Cowles started the Iowa Poll because he believed it would distinguish his newspaper and help boost advertising and circulation. He already had used Gallup's readership polls to increase the Register's circulation. One survey found that Iowans preferred to look at pictures rather than read stories, so he increased the number of pictures in the paper, and circulation went up. Another survey said that readers preferred comics over front- page news, and advertisers started to use the comics to appeal to consumers.
There is art as well as science in polling. Back in 1984, I entrusted my reputation and that of the newspaper on a sample of 64 randomly chosen Iowans in predicting the caucus results.
In 1984, the Iowa caucuses were still ascending in prominence and our polling procedures were ramping up too. The 1972 caucuses were the first to influence presidential politics when George McGovern performed well and beat expectations. Jimmy Carter noted McGovern's success and campaigned extensively in Iowa before the 1976 caucuses.
In 1984, former Vice President Walter Mondale was the Democratic front-runner, with former astronaut John Glenn striving to be ahead of the pack. Interest was minimal in the Republican caucuses since the popular incumbent, Ronald Reagan, was running for re-election.
At the time, few public opinion polls were conducted in Iowa besides the Iowa Poll. So far this year, 50 polls have been published on the Iowa caucuses.
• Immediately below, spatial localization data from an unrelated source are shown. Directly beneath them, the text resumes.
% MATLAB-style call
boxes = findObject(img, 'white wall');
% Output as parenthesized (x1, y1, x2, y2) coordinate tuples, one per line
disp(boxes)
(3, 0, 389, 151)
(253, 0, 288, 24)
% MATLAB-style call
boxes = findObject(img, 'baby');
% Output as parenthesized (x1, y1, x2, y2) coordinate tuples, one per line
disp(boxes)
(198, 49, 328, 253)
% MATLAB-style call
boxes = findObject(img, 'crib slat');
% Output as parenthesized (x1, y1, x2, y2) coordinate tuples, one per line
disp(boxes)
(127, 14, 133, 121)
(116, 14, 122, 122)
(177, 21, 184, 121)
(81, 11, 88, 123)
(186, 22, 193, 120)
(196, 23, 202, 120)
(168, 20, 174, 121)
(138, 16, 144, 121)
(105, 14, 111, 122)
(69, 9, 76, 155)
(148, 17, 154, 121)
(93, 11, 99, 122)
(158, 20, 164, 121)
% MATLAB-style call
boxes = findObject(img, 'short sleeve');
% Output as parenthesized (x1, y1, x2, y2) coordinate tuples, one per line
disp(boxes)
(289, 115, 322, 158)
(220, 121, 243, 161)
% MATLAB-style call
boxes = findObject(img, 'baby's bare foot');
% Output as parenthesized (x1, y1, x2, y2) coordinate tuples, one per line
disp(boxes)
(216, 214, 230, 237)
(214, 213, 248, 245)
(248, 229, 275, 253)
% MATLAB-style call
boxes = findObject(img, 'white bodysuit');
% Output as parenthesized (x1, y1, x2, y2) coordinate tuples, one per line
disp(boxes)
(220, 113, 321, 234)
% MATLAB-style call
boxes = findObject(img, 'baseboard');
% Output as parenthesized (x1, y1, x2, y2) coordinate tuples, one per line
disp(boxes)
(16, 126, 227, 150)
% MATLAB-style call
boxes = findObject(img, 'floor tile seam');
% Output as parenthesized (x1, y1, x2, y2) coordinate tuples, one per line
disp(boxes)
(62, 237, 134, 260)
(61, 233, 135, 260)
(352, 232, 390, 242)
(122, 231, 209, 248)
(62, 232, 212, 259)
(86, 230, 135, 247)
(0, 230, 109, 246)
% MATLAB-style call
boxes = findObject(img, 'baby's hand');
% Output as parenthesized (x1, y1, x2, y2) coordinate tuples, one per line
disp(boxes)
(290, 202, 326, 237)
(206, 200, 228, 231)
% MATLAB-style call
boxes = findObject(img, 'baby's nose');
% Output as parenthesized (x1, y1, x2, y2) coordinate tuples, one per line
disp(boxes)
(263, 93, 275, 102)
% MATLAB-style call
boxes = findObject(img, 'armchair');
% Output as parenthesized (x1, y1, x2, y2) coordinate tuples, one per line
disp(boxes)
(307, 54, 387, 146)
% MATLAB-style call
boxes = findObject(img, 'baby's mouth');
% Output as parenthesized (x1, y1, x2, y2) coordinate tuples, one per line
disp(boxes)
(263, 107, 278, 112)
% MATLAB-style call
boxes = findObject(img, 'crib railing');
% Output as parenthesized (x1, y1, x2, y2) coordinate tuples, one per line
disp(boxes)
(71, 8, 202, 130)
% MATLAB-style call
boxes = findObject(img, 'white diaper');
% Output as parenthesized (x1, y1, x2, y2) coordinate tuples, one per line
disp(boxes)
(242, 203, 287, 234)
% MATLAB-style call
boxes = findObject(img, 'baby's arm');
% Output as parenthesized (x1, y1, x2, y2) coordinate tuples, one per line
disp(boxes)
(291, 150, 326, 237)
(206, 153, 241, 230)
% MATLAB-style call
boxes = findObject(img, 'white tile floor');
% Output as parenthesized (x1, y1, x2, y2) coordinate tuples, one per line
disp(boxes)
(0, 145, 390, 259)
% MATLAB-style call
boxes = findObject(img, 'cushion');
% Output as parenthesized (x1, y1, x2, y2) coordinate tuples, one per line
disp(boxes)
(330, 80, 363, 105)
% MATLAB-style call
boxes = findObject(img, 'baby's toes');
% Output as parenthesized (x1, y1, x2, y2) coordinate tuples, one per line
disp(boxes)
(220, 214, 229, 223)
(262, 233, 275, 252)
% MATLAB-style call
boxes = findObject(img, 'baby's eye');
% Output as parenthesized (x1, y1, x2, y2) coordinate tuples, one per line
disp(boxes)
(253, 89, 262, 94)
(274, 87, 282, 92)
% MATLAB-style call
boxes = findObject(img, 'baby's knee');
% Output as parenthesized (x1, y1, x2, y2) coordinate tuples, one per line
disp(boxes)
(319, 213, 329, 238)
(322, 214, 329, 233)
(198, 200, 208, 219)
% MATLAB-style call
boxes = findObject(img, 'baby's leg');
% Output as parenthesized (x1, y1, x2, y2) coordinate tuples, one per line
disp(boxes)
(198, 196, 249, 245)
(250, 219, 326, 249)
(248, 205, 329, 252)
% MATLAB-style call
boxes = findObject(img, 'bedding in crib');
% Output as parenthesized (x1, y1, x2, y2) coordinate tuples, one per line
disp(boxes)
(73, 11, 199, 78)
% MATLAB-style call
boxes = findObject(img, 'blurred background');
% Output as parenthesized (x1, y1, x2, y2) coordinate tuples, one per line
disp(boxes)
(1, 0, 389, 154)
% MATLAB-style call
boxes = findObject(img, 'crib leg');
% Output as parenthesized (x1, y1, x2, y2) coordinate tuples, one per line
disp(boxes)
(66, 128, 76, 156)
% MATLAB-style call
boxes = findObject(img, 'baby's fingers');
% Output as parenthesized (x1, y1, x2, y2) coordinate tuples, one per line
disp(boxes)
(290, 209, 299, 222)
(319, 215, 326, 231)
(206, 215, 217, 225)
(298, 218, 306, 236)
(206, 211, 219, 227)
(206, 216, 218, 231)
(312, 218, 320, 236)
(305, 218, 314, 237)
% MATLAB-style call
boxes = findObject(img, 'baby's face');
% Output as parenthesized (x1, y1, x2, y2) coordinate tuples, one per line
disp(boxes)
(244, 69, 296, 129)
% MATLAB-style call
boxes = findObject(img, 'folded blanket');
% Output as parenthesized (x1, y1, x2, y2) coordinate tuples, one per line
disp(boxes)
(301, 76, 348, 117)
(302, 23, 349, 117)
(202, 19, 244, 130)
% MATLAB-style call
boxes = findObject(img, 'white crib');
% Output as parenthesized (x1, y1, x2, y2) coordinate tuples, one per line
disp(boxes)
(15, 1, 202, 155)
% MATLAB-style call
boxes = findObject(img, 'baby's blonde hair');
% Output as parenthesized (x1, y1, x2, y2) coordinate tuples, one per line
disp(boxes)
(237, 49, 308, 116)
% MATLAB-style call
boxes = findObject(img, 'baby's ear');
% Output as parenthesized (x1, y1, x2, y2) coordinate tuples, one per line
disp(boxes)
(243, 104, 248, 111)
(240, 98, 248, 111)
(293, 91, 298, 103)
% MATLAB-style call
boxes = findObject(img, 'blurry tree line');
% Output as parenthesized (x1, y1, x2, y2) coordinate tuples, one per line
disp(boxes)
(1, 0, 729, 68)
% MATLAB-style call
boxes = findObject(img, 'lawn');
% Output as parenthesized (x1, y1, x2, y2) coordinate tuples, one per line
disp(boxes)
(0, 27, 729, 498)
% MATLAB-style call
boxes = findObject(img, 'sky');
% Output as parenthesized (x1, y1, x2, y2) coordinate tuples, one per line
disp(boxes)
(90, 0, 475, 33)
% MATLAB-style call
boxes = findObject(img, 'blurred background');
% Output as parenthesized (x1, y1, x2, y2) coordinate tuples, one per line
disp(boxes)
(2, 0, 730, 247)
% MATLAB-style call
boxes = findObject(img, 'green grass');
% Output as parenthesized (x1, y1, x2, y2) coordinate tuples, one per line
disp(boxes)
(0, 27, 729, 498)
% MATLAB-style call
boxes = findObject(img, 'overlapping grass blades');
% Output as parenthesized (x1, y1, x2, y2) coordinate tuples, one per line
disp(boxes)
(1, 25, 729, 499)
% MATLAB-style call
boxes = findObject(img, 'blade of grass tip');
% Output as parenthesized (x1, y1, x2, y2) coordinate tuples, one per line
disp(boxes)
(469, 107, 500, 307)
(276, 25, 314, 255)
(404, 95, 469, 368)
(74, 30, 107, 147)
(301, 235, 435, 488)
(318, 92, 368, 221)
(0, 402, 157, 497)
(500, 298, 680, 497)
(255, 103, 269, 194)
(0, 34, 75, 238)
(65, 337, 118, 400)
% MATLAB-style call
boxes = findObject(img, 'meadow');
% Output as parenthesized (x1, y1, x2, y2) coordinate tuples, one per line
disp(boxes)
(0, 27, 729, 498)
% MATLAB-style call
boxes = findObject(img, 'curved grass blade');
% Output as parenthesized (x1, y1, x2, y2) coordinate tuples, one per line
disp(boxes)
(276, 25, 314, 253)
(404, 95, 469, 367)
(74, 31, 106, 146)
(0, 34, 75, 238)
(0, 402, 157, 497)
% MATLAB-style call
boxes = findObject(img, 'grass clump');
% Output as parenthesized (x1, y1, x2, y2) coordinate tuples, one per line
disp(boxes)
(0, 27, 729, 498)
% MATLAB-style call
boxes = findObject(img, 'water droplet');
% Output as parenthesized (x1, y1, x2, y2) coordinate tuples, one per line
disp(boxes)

Among the polling organizations: CBS-New York Times, ABC-Washington Post, American Research Group, Zogby, the University of Iowa and the Los Angeles Times-Bloomberg.
In 1984, we at the Iowa Poll had been increasing the frequency of our polls and moving the timing of the last poll closer to caucus day. We also were asking more questions to identify likely caucus attendees.
We conducted several hundred telephone interviews with Iowa voters before the caucuses, but in analyzing the data, I felt a group of 64 survey participants were most likely to attend. They said John Glenn was losing ground.
Glenn was highly critical of that survey. How could 64 interviews represent Iowa caucusgoers, he asked. Heck, that's not even one voter from each of Iowa's 99 counties, he pointed out.
On caucus day, Mondale won, Colorado Sen. Gary Hart was second and Glenn was in fifth place, just ahead of former Florida Gov. Reubin Askew. Statistical principles, thank goodness, had won again.
A PRIMER ON POLLS
With the Iowa caucuses closing in, here are a few tips in how to read the polls.
- Location, location, location. Forget the national polls right now. Pay more attention to the polls where the electorate will speak first, Iowa and New Hampshire. The outcome in those two states will most likely change the national polls anyway.
- For signs of change, see how the candidates are doing in non-horse race questions. Who is most likable? Who is most trustworthy?
- CHECK THE ORDER: Does the "who would you vote for" question come at the start or the end of the survey? It's best to have it at the beginning because the response is not influenced by other questions in the poll, which may change from survey to survey.
- TRENDS: Who is rising or falling consistently in several polls?
- WHO'S BEING POLLED: A recent USA Today/Gallup poll had former New York Mayor Rudy Giuliani at 25 percent and Mike Huckabee at 16 percent; the Iowa Poll taken around the same time had the opposite (Giuliani 13 percent, Huckabee 29 percent). The USA Today/Gallup poll is national, the Iowa Poll includes only Iowans.
- POLL SPONSORS: Give more weight to polls done by organizations without a political interest to exploit, like news organizations and universities.